Historical population
| Census | Pop. | Note | %± |
|---|---|---|---|
| 1930 | 1,624 |  | — |
| 1940 | 1,948 |  | 20.0% |
| 1950 | 2,987 |  | 53.3% |
| 1960 | 7,773 |  | 160.2% |
| 1970 | 11,837 |  | 52.3% |
| 1980 | 12,711 |  | 7.4% |
| 1990 | 13,324 |  | 4.8% |
| 2000 | 13,211 |  | −0.8% |
| 2010 | 13,590 |  | 2.9% |
| 2020 | 14,021 |  | 3.2% |

==Transportation==

As of 2018, there were 66.54 mi of public roads in East Norriton Township, of which 16.50 mi were maintained by the Pennsylvania Department of Transportation (PennDOT) and 50.04 mi were maintained by the township.

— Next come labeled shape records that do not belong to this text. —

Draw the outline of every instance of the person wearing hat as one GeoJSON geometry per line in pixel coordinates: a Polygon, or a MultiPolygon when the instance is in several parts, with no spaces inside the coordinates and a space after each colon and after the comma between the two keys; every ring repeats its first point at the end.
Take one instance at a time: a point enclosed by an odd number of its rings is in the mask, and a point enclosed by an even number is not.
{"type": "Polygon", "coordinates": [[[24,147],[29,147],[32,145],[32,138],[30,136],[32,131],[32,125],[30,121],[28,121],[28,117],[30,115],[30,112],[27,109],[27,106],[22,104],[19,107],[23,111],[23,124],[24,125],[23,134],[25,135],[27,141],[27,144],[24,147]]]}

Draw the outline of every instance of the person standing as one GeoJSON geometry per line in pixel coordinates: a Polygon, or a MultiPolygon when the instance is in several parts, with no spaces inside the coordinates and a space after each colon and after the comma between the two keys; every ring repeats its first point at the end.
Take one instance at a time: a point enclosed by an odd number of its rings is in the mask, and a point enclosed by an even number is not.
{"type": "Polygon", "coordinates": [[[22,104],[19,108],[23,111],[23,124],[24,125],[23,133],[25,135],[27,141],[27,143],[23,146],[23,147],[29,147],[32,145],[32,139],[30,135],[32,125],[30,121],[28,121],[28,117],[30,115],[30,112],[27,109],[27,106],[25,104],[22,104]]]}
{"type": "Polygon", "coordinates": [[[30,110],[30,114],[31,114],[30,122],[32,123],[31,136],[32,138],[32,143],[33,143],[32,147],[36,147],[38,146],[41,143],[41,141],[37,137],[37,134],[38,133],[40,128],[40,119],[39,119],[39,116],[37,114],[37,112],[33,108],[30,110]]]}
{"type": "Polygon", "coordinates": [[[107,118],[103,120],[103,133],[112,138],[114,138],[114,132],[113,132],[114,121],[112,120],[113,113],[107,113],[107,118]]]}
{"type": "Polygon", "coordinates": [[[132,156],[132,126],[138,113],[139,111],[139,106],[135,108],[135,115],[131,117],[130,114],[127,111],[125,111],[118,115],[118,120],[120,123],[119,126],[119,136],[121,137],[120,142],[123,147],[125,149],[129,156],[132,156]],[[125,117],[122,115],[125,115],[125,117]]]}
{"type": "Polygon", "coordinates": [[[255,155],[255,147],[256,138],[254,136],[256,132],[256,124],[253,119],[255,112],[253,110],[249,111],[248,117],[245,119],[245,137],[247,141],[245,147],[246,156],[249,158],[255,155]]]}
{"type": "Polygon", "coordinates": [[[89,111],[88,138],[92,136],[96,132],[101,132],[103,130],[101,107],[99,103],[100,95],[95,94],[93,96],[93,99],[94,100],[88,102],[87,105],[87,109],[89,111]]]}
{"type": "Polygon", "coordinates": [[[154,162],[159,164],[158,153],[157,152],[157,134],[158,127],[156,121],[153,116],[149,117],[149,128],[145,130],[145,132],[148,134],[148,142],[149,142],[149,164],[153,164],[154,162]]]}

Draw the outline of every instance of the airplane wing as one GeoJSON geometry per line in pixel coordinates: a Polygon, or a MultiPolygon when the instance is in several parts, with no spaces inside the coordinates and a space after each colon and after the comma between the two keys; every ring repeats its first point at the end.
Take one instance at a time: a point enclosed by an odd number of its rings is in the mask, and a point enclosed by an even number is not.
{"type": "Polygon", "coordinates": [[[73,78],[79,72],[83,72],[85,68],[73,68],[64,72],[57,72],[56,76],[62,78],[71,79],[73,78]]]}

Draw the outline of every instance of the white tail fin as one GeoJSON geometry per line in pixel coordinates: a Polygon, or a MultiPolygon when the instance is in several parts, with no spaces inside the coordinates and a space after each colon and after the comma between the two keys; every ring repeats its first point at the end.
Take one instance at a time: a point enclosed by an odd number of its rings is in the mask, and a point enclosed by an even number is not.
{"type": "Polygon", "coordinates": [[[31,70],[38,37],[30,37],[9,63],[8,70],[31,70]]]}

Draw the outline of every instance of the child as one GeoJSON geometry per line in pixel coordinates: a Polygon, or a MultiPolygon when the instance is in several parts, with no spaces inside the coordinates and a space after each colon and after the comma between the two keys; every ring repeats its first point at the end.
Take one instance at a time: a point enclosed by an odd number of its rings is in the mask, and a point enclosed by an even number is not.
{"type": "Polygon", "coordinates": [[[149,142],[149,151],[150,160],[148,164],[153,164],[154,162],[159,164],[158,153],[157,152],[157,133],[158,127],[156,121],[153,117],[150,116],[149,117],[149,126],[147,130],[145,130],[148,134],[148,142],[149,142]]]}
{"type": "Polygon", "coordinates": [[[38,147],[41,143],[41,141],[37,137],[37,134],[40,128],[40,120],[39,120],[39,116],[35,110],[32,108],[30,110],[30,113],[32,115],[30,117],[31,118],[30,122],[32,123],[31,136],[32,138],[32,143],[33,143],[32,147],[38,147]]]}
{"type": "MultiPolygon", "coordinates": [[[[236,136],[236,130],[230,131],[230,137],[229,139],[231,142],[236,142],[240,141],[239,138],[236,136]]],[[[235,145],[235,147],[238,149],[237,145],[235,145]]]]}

US 202 is the only numbered highway directly serving the township. It mostly follows Dekalb Pike along a northeast-southwest alignment across the southeastern portion of East Norriton. Southbound US 202 breaks off from Dekalb Pike to follow Johnson Highway along the border with Norristown for a short stretch before turning left into Norristown via Markley Street.

SEPTA provides Suburban Bus service to East Norriton Township along Route 90, which runs between the Norristown Transportation Center and the Plymouth Meeting Mall; Route 96, which runs between the Norristown Transportation Center and Lansdale; and Route 98, which runs between the Norristown Transportation Center and Blue Bell via the Plymouth Meeting Mall.

==Economy==
Einstein Medical Center, the major hospital for Montgomery County sits on 87 acres, the former land of Wood's Golf Center

Genuardi's, a division of Safeway Inc., formerly had its headquarters in the township.

==Education==

The township is in the Norristown Area School District.

Holy Rosary Regional Catholic School in Plymouth Meeting and Plymouth Township is the area Catholic school. It was formed in 2012 by the merger of Our Lady of Victory in East Norriton, Epiphany of Our Lord School in Plymouth Meeting, and St. Titus in East Norriton.